Ayrıca baklava kültürünün Osmanlı’da devlet işlerinde bile etkili olması bir Osmanlı kültürü olduğunu kanıtlamaktadır. Günümüzde ülkemizde yapımı bakımından yöreden yöreye farklılık gösterse de baklava özel günler, düğünler ya da özel misafirleri memnun etmek amacıyla ikram edilmektedir. Yapımı bakımından zor olan emek ve çaba gerektiren bir mutfak ürünüdür. Ülkemizde bazı bölge olsun il olsun yapımı bakımından farklılık göstermektedir.
Baklava genel olarak: hamur la yufkası açılıp daha sonra iç malzemeler için zevk e göre fıstık, fındık, badem gibi iç malzemeler kullanılan daha sonra üzerine toz şeker, limon tuzu ve bal karışımı şerbeti eklenerek yapılan tatlı türüdür.
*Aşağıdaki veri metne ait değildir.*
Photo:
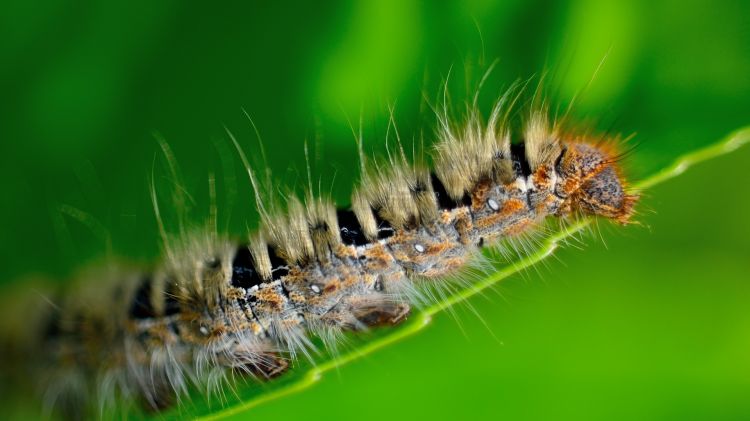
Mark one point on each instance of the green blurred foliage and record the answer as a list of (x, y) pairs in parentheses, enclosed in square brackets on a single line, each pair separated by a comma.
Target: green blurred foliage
[(85, 87)]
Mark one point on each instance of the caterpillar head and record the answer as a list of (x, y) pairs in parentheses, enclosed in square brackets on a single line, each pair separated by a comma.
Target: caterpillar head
[(592, 184)]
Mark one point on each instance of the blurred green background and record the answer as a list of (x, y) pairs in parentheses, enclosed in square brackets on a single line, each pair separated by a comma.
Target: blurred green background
[(652, 326)]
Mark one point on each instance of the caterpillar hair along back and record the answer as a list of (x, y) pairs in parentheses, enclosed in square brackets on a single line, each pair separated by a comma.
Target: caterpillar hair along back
[(218, 307)]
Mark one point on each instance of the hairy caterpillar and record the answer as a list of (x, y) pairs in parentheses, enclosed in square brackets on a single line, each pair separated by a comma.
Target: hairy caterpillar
[(216, 306)]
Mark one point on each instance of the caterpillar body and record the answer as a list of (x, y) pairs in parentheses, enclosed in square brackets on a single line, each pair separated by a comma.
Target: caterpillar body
[(216, 307)]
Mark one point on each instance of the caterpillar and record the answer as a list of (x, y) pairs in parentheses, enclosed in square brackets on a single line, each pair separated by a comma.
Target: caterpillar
[(215, 306)]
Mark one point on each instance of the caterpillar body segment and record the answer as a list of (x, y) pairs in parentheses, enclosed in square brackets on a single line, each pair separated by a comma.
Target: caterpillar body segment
[(217, 307)]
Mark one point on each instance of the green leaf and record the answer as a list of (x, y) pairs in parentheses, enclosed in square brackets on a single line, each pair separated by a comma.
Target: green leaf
[(250, 396)]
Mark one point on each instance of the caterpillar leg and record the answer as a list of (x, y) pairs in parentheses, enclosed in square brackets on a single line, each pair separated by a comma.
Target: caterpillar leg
[(268, 367), (385, 314)]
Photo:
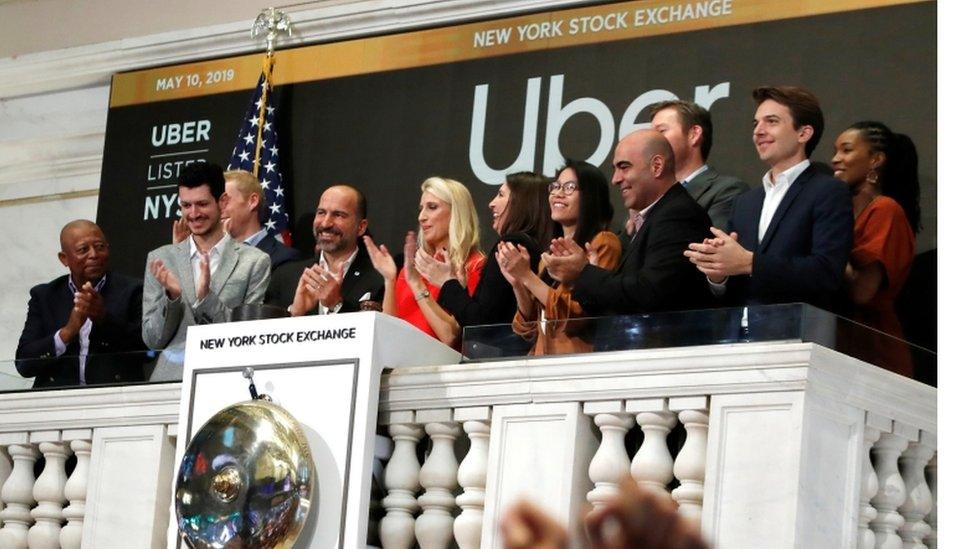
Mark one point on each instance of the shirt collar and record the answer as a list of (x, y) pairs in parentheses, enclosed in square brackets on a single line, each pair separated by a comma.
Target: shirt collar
[(256, 237), (786, 178), (694, 174), (98, 285), (348, 262)]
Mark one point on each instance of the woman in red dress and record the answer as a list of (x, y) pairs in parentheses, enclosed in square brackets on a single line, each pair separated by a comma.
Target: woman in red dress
[(881, 169), (448, 231)]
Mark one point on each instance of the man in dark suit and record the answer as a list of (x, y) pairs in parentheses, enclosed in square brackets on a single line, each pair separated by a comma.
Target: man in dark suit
[(789, 239), (241, 216), (75, 322), (653, 275), (342, 278), (688, 128)]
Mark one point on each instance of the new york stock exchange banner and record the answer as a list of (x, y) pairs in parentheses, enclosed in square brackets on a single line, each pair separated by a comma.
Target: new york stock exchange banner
[(477, 100)]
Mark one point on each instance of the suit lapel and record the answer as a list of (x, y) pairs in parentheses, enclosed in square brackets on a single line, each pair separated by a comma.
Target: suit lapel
[(781, 210), (227, 264), (637, 242), (697, 186)]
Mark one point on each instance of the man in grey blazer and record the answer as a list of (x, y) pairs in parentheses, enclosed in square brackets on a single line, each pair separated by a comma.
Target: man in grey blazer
[(201, 279), (688, 128)]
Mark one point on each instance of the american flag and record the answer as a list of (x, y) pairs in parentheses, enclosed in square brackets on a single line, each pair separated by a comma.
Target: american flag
[(258, 140)]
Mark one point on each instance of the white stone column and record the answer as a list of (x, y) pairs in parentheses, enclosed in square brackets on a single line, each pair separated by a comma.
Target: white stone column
[(610, 463), (869, 481), (435, 525), (49, 493), (891, 488), (18, 491), (402, 480), (76, 489), (472, 476), (689, 467), (918, 500), (5, 467), (931, 471), (653, 466)]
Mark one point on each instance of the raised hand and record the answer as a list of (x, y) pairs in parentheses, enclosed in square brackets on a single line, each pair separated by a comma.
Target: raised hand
[(181, 231), (565, 260), (381, 259), (95, 302), (435, 269), (203, 281), (166, 279), (409, 252), (514, 261), (720, 257)]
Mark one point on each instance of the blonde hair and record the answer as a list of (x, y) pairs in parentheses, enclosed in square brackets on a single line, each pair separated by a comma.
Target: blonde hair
[(246, 183), (463, 228)]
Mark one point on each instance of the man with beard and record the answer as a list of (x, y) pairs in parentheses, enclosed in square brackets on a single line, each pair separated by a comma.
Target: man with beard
[(76, 321), (242, 215), (201, 279), (341, 279)]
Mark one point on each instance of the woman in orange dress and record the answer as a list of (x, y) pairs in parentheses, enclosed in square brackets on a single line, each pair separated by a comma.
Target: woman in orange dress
[(881, 169), (579, 200), (449, 231)]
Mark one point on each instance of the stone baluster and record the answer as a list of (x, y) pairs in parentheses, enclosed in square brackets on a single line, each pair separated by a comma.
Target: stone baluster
[(49, 493), (610, 463), (472, 476), (653, 465), (869, 480), (891, 488), (689, 466), (402, 480), (931, 471), (76, 489), (918, 500), (435, 525), (5, 467), (18, 492)]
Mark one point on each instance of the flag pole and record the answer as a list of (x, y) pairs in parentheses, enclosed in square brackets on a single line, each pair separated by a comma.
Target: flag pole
[(269, 22)]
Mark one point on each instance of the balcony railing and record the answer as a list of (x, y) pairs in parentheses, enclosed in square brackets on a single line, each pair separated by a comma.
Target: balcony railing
[(766, 442)]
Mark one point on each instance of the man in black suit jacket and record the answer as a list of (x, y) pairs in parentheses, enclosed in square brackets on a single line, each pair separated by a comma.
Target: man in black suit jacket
[(789, 239), (76, 321), (342, 279), (653, 275), (688, 128), (241, 216)]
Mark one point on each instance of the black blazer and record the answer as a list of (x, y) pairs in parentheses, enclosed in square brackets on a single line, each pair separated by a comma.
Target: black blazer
[(361, 278), (654, 275), (493, 301), (803, 253), (121, 330), (279, 253)]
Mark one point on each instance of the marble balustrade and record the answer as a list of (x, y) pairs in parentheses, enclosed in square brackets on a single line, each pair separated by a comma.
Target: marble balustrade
[(783, 444)]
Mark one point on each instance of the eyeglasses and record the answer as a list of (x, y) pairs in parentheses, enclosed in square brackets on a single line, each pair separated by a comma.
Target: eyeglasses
[(567, 188)]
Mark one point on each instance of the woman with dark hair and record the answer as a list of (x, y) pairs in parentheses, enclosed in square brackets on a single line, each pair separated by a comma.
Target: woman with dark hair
[(580, 203), (520, 216), (881, 169)]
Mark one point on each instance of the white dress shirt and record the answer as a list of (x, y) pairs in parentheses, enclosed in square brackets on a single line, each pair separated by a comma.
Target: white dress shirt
[(195, 256), (323, 310), (776, 188)]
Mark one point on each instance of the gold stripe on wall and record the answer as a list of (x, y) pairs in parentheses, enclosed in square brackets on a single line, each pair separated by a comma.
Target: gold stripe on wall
[(56, 197), (458, 43)]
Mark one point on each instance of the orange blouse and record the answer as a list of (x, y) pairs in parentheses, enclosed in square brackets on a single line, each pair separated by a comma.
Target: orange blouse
[(552, 334), (406, 302)]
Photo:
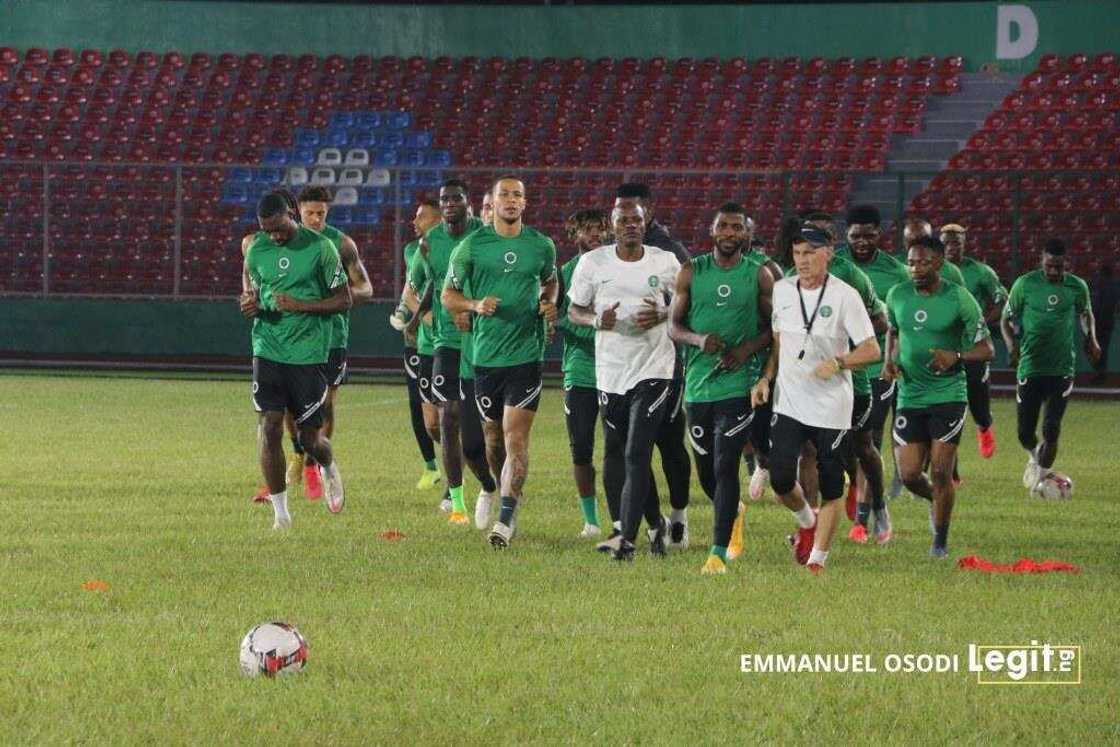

Fakat bu aşamada ülkemizin kimi illerinde 30 katlı yufka ile yapılırken kimi illerde de 80 ve üstü katlı yufka ile yapılmaktadır. Damak zevkine göre şerbeti ayarlanmaktadır. Böylesi farklılıklarda yeme kültüründe de bu ve buna benzer farklılıklar ortaya çıkmaktadır. Bu tanıma örnek verecek olursak; Gaziantep yöresinde süt ile tüketilirken, Adıyaman yöresinde yoğurt ve ayran la tüketilmektedir. Yine Siirt ilinde çay ile tüketildiği gözlemlenmiştir. Yine bakacak olursak baklava kimi yörelerde elle yenildiği kimi yörelerde de çatal la yenildiği görülmektedir. Halen ülkemizde nişan, söz ve düğünlerde ikram edilmektedir. Yani ‘bu özel günlerimizde baklava gibi tatlı olsun’ anlamına gelir.
Son olarak geçmiş tarihlerde baklava ana malzemesi olarak sadece kuru yemiş değil meyveler le de denenmiş fakat en güzel tadı kuru yemişlerin verdiği ortaya çıkmıştır. Ülkemizde de baklava denince akla ilk gelen Gaziantep şehridir. Çünkü gerek baklava gerekse başka mutfak ürünlerinde ilk sırayı almış. Hatta fıstıklı baklava yeme yarışması ara ara yapılmaktadır. Kazanan adaylara ödül altın verilmektedir.